The body portion 168 may further include one or more transverse webs 196. The transverse webs 196 are oriented to traverse the web portion 192 to connect the web portions 192 together. In one exemplary configuration, the body portion 168 includes at least one transverse web 196 that operatively defines the outer diameter of the body portion 168. The outer diameter can be sized to fit within the lumen of the outer tube 102 such that the closure 104 and the outer tube 102 can selectively slide relative to each other.

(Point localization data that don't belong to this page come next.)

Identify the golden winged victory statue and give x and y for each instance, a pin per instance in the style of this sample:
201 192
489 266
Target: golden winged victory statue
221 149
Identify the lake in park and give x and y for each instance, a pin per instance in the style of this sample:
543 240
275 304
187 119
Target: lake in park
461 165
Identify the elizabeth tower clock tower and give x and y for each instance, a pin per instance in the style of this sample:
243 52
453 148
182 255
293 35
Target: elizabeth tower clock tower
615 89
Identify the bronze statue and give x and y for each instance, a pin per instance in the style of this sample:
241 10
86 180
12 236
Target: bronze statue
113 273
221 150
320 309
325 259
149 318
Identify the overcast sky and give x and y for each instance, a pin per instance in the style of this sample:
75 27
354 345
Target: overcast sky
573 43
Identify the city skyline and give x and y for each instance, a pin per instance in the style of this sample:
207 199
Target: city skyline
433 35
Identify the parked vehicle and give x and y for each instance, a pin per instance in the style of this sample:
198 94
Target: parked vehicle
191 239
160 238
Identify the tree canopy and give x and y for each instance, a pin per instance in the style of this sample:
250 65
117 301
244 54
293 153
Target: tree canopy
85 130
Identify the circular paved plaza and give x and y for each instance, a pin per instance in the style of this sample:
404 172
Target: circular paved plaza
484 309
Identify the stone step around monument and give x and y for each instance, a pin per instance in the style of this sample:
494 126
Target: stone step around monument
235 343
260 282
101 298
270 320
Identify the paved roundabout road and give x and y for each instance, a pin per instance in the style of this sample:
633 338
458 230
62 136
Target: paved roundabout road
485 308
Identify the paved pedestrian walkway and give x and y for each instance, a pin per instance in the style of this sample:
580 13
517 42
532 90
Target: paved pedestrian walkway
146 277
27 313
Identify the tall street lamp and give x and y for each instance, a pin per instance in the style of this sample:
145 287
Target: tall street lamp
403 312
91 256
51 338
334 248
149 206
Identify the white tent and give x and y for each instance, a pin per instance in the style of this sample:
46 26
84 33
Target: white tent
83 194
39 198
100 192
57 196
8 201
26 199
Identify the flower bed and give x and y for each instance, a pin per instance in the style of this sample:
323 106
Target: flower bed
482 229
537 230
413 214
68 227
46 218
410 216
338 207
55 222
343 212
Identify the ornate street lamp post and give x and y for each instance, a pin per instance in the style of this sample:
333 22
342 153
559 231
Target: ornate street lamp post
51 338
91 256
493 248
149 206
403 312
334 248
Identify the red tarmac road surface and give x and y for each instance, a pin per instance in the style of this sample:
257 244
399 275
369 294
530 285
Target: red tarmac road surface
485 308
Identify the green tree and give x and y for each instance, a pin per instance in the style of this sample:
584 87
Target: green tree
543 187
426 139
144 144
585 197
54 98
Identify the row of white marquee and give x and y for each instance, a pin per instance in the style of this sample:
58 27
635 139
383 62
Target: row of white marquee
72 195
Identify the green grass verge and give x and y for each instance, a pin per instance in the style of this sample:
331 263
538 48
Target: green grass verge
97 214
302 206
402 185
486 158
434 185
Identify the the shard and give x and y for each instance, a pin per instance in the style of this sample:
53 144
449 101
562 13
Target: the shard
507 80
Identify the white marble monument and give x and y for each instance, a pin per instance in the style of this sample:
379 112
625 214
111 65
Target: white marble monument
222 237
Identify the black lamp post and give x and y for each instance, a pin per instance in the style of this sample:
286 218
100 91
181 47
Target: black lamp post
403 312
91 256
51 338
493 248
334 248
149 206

However, the outer diameter is also sized to minimize or even eliminate any clearance between the inner surface of the outer tube 102 and the outer surface of the obturator 104. The transverse web 196 serves to provide structural integrity and improved stiffness of the obturator 104.

The use of the surgical access assembly 100 is now described in the context of surgical operations. In operation, once a plan for the surgical locus is established, the surgeon creates a craniotomy and a dural approach incision. Then, the closure 104 is inserted into the outer cylinder 102 until the grip ring 120 abuts against the first stop member 176, for example, as shown in Fig. The career guide member 112 is then operatively connected to the closure 104. Various types of career guide members may be used, as described in co-pending U.S. Patent Application No. 13 / 280,015, and the present invention is not limited to the configurations disclosed herein.

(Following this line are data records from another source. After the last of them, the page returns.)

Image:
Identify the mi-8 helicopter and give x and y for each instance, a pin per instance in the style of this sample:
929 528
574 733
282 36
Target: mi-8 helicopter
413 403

Once the surgical access assembly 100 is assembled and operatively connected to the career guidance system, the surgical access assembly 100 is guided to the area of interest. In one exemplary configuration, the distal tip 178 of the occluder 104 faces the outermost margin of the region of interest, as described in co-pending U. S. Patent Application No. 13 / 280,015.

Due to the tapered configuration of the closure 104 and the closed and curved distal tip 174 and the curved distal tip 132 of the outer tube 102 the surgical access assembly 100 is inserted into the brain and into the region of interest As the pathway is guided, the tissue is pushed gently to either side of the surgical access assembly 100, causing the tissue to expand traumatically, minimizing tissue trauma. And because the surgical access assembly 100 is operatively connected to the career guide member 112, as the surgical access assembly 100 is inserted into the brain tissue, the career guide member 112 is interlocked with the imaging technique To provide real time information about the fiber tract in the locus T so that the surgeon can minimize damage or damage to the fiber during insertion of the surgical access assembly 100. [

Once the surgical access assembly 100 is positioned in the area of interest, the career guide member 112 is removed or removed from the surgical access assembly 100.

The outer barrel 102 is then operatively positioned relative to the area of interest 500. More specifically, as described in co-pending U. S. Patent Application Serial No. 13 / 280,015, the outer tube 102 is moved relative to the obturator 104 such that the distal end 108 of the outer tube 102 is positioned at the distal end of the obturator 104 And is moved toward the distal end 106. This action is performed by holding the grip ring 120 with one hand, for example, by holding the grip member 178 with the other hand and keeping the stopper 104 in a stopped state. The grip ring 120 may be gently rotated and / or rotated about the central axis of the closure 104 to move the outer cylinder 102 relative to the closure 104 in the circle. The first stop member 176 helps to grasp and manipulate the outer tube 102 and a gap 423 (see FIG. 1) is created between the distal end surface of the grip ring 120 and the distal end surface of the grip member. The outer cylinder 102 is positioned within the region of interest 500 by moving the outer cylinder 102 a distance generally corresponding to the length of the distal end portion 172 of the closure 104. [

Once the outer tube 102 is properly positioned, the closure 104 is then removed from the outer tube 102. More specifically, the outer tube 102 remains relatively stationary in the region of interest 500 and the obturator 104 is moved in the proximal direction until it is completely removed from the outer tube 102. This action causes the outer barrel 102 to form a passageway to the region of interest 500.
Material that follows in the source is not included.